This isn’t the case in the McElwee residence, but parents Bethan and Jonathan can’t wait to baby-proof their home. They are thrilled daughter Aviana, 20 months, has been opening drawers and throwing the contents on the ground.

Aviana was diagnosed with Spinal Muscular Atrophy Type 1 at just three months old and until recently her muscles were wasting away and had limited movement.

“She’d lost all her movement, she only had her eyes and fingers,” Mrs McElwee said. “If you pushed her, she’s literally just fell over. She couldn’t lift her foot off the floor.”

Late 2016, the McElwee family moved to Sydney to access a special drug to help build Aviana’s muscle strength.

“In the last year she’s gradually got stronger and stronger. This drug has halted the deterioration. If the drug stopped, she’d deteriorate and die within a few months.”

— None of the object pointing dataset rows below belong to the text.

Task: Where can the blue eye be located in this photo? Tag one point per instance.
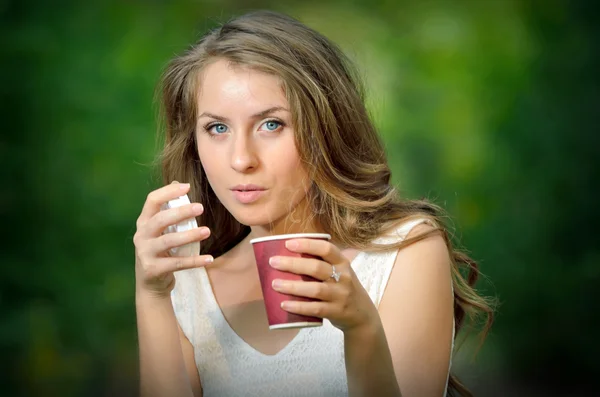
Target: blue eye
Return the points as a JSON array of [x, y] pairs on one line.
[[218, 128], [272, 125]]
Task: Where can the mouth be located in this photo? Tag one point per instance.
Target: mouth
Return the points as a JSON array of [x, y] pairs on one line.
[[247, 196]]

The drug is only available to SMA Type 1 patients, and the McElwee family are pushing for it to be made available to people with all types of SMA.

“It’s amazing – from someone who was literally a quadriplegic until now,” Mr McElwee said.

They also want SMA testing to be standard for people wanting to start a family.

Mr and Mrs McElwee welcomed son, Hugo, on January 29. While pregnant, they tested for SMA, and Hugo was cleared of the fatal genetic condition. SMA affects roughly about one in 6000 babies.